We’re grateful for one more day.
One more day of unpredictable life.

Sunshine & Sickness

I need some Florida sunshine on this day.
Some warm FL sun.


The sun is shining here but it’s not warm enough and
I’ve been holding a sick baby since Wed night.
We went to the Dr today.
No answers.


She has been struggling with a fever
and it does not make her the most pleasant little person.
Nights are less the stellar.
So we hold her.
A lot.

My eye lids…
they just want to slide shut today.
What me think I could stay up until after midnight
even when I had a sick baby.
Oh yes, I remember, it was friends,
good friends that were staying with us for the weekend.
We enjoyed every minute.


Multiple thoughts ran through my mind this weekend.
A young couple loosing their first baby.
Such heart ache.
I was glad to hold my sick Little One.

The verse about God’s mercies new every morning…
I’m thankful.


Sitting at home on Sunday morning  made me thankful for church
for friends, for community.
We had a snowy Sunday, 2 Sundays in FL
and now a sick Sunday.
It feels like a long time since I’ve seen my people.
What do the people do with no one?

A quote I read:
“Lord, empty me of me so I can be filled with you!’


Tonight is…
holding baby
currently some deer hunting happening in the living room
cleaning basement
(this is suppose to be happening now)
((all I hear are loud noises))
the settling of squabbles
an early bedtime
(please come quickly)

2 kids. a doll. a stroller. and boots just flew past my window.
Is Spring actually coming?

Weary of Well Doing

After weeks of sickness, this Mother is weary of well doing.
I am weary of fever, coughing, crankiness and snot.
I am weary of being tired, one kid still up at midnight, another up at 5.
I am weary of reading blogs about loving, enjoying
and making the most of every moment.
Did I just write that?

I am weary of fighting the ‘guilty’ battle,
thinking that I’m not doing enough for my kids.
I am tired of feeling selfish.
Weary of trying to become that uncomplaining, loving-life mom.
Tired of fighting the feeling of not wanting one more little person to crawl on my lap,
of not wanting one more little body to ‘needneedneed’ me.
Pure selfishness you think, yes, I am right now.
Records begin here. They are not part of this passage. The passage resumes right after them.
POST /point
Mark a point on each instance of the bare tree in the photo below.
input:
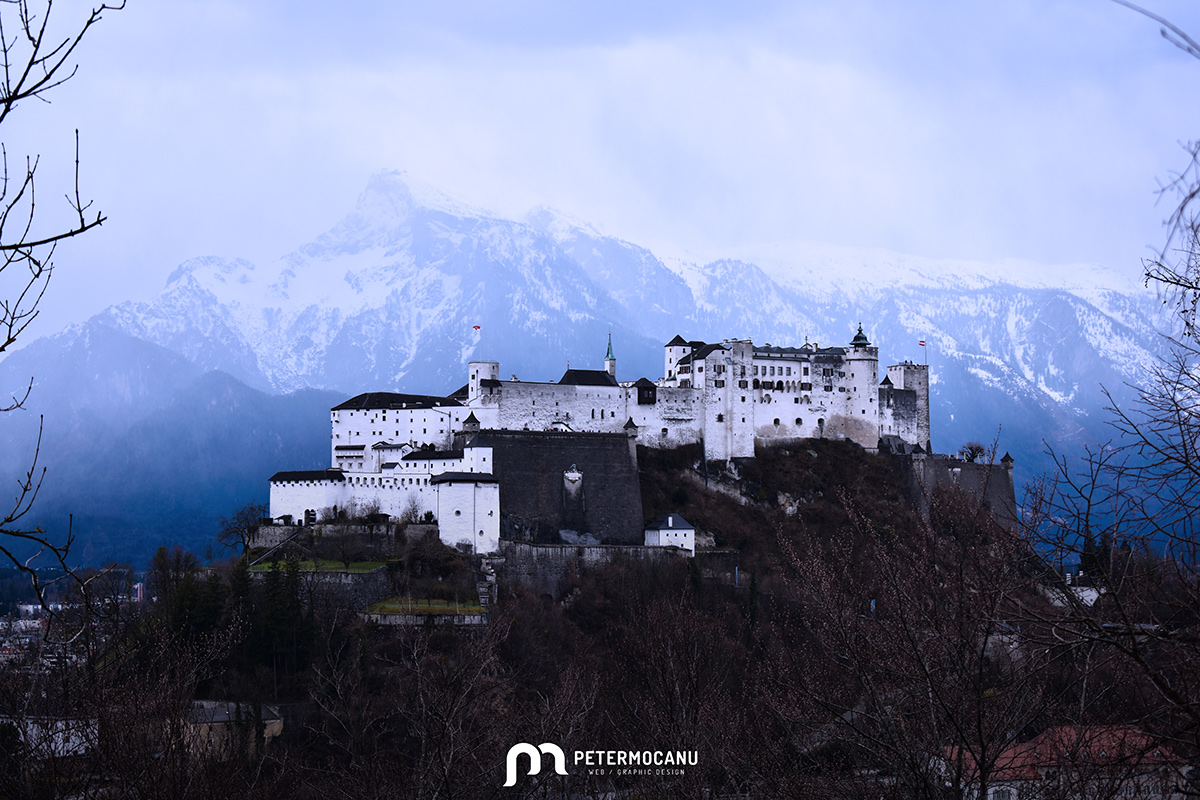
(1129, 509)
(36, 59)
(239, 530)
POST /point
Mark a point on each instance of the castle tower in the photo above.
(675, 349)
(861, 405)
(478, 372)
(913, 377)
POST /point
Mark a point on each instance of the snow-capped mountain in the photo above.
(412, 284)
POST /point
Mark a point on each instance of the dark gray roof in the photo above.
(223, 713)
(309, 475)
(479, 440)
(768, 352)
(701, 353)
(431, 455)
(587, 378)
(393, 401)
(670, 522)
(465, 477)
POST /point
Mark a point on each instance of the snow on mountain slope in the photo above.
(389, 298)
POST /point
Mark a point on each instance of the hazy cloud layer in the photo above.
(979, 131)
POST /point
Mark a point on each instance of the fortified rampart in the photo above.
(582, 482)
(544, 566)
(990, 483)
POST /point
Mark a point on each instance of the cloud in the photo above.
(1023, 130)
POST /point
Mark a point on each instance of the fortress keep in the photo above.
(399, 453)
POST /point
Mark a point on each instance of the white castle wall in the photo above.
(469, 512)
(731, 397)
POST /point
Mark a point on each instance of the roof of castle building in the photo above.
(393, 401)
(432, 455)
(861, 337)
(587, 378)
(768, 350)
(309, 475)
(465, 477)
(670, 522)
(701, 353)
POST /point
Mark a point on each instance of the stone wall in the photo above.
(544, 566)
(991, 483)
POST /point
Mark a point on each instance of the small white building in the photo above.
(672, 530)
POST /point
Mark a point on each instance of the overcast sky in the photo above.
(978, 128)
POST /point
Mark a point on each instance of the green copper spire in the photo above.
(861, 337)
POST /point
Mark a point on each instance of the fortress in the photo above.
(460, 456)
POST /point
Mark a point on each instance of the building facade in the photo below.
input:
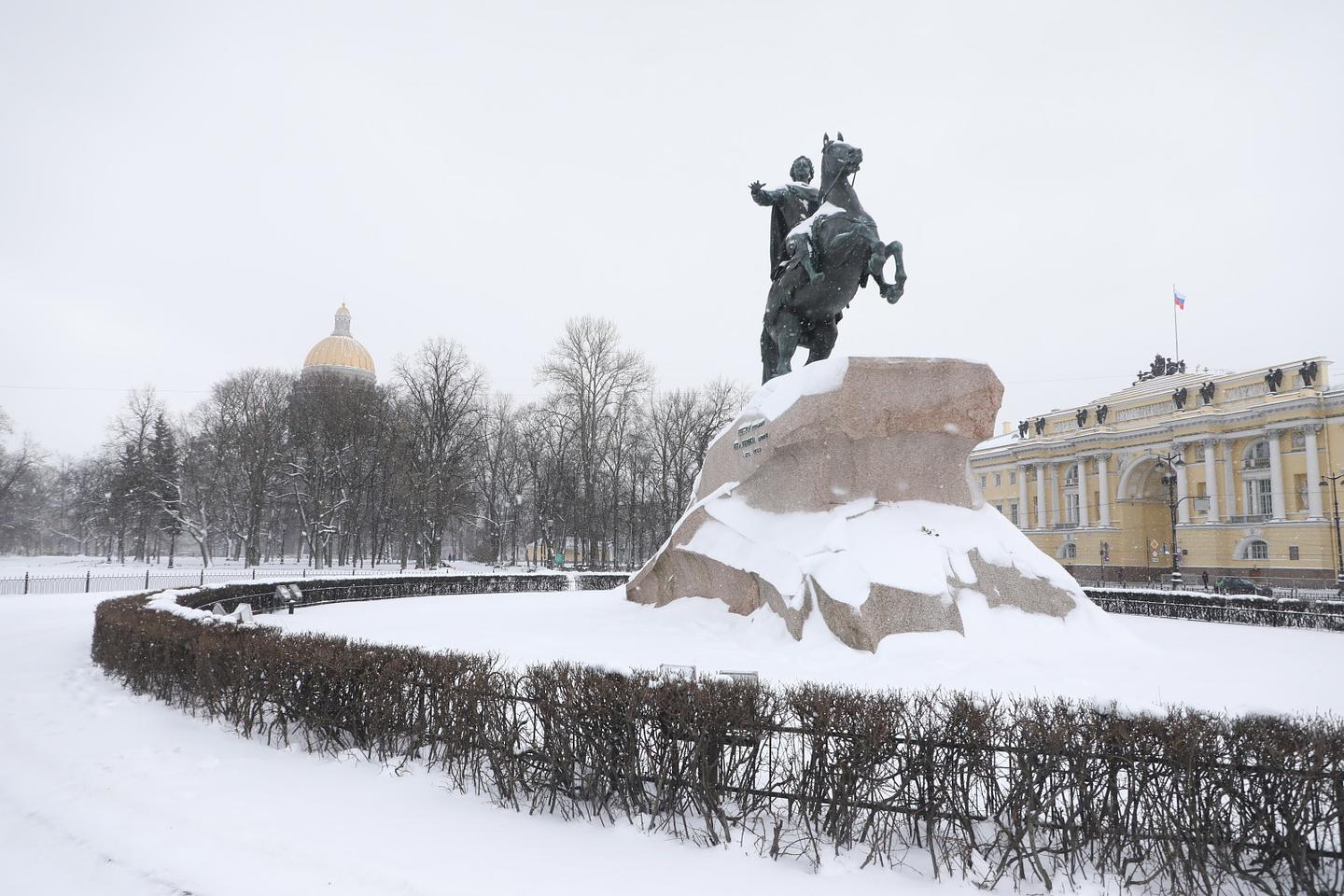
(1240, 457)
I am weary of reading about being a health nut.
As I chew my Rice crispy candy, I don’t want to hear one more word
about all the wickedness that is in that goodness.
I want to make a pan of gooey bars and just eat them all without
caring if they stick to the extra 10lbs that are already hanging around.
And not care in the least if they are full of all evil.

Did I just admit all that?
What is wrong with me?
Why am I not thankful?

I wander around the house picking up after these small people.
I stick the cereal in the fridge and the milk in the pantry.
I stuff another piece of rice crispy candy in my mouth.
I sprayed down the shower hours ago.
It’s still waiting while I write blog posts in my mind, chewing my candy!
Why am I not cleaning that shower while the little one naps?
All the while, my mind is whirling amid the pirate noises from the living room.


What am I missing?
Where is my joy?
Why am I not loving all of this?
Why are all these thoughts assaulting me?

I think I am missing Jesus.
Other then that, I have no fancy answers
for all of this.

A thought niggles in the back of my mind,
is it possible to love your life,
but not necessarily enjoy every single aspect of it?
With Jesus you can find Joy in it,
but you don’t really have love it?
That would be me right now.
I have a wonderful life, no question,
but there are weeks that I don’t just lovelovelove it.

I’m gonna give Jesus a shot here today.
While I do that, I need to get the milk out of the pantry,
and then go scrub that shower.
Little One is awake already,
and she smiles sweetly when I walk in the room.
I can’t help but squeeze her, even tho I am oh so tired of being needed.
Maybe that squeeze was Jesus coming through.

Now in the name of honesty here,
if you have kids and you’ve never felt like this or have no idea what I’m talking about,
please refrain from commenting those particular thoughts
while I try and pull myself back together.